In a recent report by DWS Research, we learn how a proactive ESG regulation environment, driven by investor demand for increased transparency by asset management firms, has improved the overall measurement of ESG AM performance, and where standardization is still lacking.
Below we highlight a few key findings from the report:
- Sustained resiliency: Overall, ESG funds and indices have outperformed their parent benchmarks, and notably, ESG ETF equity flows proved to be considerably more resilient than their non-ESG ETF equity counterparts, a very positive characteristic in times of market turmoil.
- ESG investments in 2019: In the United States, new money inflows into ESG mutual funds and exchange traded-funds hit a record high of US$20 billion, almost quadruple the number in 2018; in Europe, new inflows of €120 billion into European ESG funds has increased the total assets in European sustainable funds to €668 billion in 2019, 56% higher than that in 2018.
- Policy-led initiatives: Policy makers and regulators like the European Central Bank are forcing an ESG agenda, by addressing sustainability considerations within the central bank’s monetary policy framework. Their role in pushing through regulation will continue to determine the progress we see in ESG investing.

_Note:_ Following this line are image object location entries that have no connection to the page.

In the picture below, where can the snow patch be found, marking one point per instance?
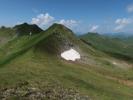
(70, 55)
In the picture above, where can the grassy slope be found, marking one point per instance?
(113, 46)
(41, 66)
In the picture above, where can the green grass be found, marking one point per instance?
(113, 46)
(21, 59)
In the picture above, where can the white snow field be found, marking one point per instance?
(70, 55)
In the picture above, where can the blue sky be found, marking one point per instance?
(104, 16)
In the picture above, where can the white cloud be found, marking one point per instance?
(43, 19)
(69, 23)
(130, 8)
(94, 28)
(122, 22)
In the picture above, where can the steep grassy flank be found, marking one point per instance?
(27, 58)
(113, 46)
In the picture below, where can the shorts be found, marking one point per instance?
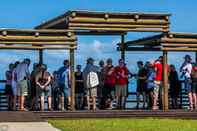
(92, 92)
(109, 91)
(22, 88)
(141, 87)
(194, 87)
(14, 88)
(44, 92)
(188, 85)
(64, 90)
(8, 90)
(121, 90)
(33, 89)
(156, 88)
(67, 92)
(79, 95)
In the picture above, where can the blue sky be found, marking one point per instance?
(29, 13)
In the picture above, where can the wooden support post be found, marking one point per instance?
(165, 81)
(196, 57)
(122, 47)
(72, 67)
(41, 56)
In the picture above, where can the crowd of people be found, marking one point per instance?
(96, 87)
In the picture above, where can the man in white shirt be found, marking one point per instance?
(22, 76)
(186, 70)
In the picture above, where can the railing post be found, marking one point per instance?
(72, 67)
(165, 81)
(122, 47)
(41, 56)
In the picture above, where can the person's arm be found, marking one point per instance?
(37, 80)
(48, 81)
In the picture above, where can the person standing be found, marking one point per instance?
(65, 83)
(14, 84)
(121, 72)
(33, 87)
(43, 80)
(186, 70)
(91, 81)
(56, 92)
(100, 97)
(79, 88)
(158, 65)
(109, 84)
(174, 86)
(141, 84)
(8, 86)
(194, 84)
(22, 76)
(150, 83)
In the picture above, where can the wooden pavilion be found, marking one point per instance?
(165, 42)
(105, 23)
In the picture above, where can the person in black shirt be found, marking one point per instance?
(141, 83)
(174, 86)
(79, 88)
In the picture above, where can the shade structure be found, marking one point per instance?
(108, 21)
(164, 42)
(37, 39)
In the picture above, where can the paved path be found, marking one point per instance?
(26, 126)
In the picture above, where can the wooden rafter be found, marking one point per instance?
(106, 21)
(165, 42)
(37, 39)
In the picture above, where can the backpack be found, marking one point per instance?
(92, 79)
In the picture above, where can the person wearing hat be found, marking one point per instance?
(109, 84)
(43, 79)
(91, 81)
(64, 81)
(186, 70)
(122, 74)
(22, 77)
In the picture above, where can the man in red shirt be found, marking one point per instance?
(158, 81)
(121, 72)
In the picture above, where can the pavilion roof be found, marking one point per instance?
(82, 21)
(37, 39)
(164, 42)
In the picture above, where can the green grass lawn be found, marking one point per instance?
(125, 125)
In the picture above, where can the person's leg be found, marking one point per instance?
(188, 87)
(117, 93)
(49, 103)
(155, 97)
(94, 102)
(14, 102)
(144, 99)
(42, 102)
(194, 99)
(32, 107)
(22, 100)
(190, 100)
(81, 101)
(138, 100)
(88, 102)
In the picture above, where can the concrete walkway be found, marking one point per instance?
(26, 126)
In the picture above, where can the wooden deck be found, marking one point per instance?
(172, 114)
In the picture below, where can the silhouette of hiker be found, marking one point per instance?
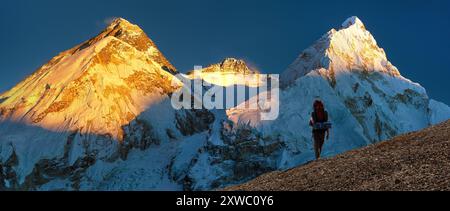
(321, 126)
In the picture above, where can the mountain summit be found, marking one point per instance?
(95, 87)
(99, 116)
(350, 48)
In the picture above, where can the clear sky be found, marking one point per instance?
(267, 34)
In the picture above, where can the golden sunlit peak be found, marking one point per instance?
(352, 21)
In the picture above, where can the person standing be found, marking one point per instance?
(320, 125)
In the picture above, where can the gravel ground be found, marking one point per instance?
(418, 161)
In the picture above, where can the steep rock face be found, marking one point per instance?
(230, 65)
(96, 87)
(367, 98)
(99, 116)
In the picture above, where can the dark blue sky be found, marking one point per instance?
(268, 34)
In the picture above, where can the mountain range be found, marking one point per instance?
(99, 116)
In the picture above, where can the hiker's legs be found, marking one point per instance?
(319, 139)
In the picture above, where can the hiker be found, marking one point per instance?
(321, 126)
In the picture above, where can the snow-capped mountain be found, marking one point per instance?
(99, 116)
(96, 87)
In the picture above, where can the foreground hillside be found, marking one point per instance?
(415, 161)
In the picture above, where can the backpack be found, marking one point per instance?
(319, 115)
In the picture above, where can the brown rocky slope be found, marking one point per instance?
(418, 161)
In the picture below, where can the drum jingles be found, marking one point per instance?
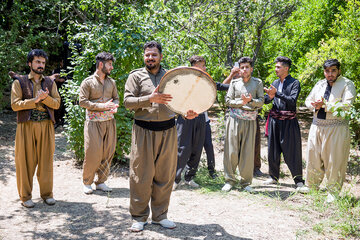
(190, 88)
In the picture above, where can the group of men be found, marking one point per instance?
(162, 147)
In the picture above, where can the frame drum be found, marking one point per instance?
(190, 88)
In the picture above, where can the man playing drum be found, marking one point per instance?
(154, 142)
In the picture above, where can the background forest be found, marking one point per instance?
(308, 32)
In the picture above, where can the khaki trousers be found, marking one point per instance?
(152, 172)
(327, 153)
(239, 149)
(100, 144)
(34, 146)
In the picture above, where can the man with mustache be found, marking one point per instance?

- There are 3 main data obstacles when it comes to assessing firms’ credentials in respect of ESG KPIs: the first is whether ESG integration equates to financial integration, meaning ESG factors can have a material effect on investment decisions, the second is how proxy voting can be manipulated by asset managers to demonstrate more favorable results, and the third is the inconsistency of the inclusion of the ESG data sources used by firms as a base of information for ESG investing.
The DWS Research report highlights the need for asset managers and asset owners to continue their collaboration in establishing a dependable framework for ESG KPIs, and for regulatory bodies to maintain the imposed pressure on the industry to standardize ESG integration.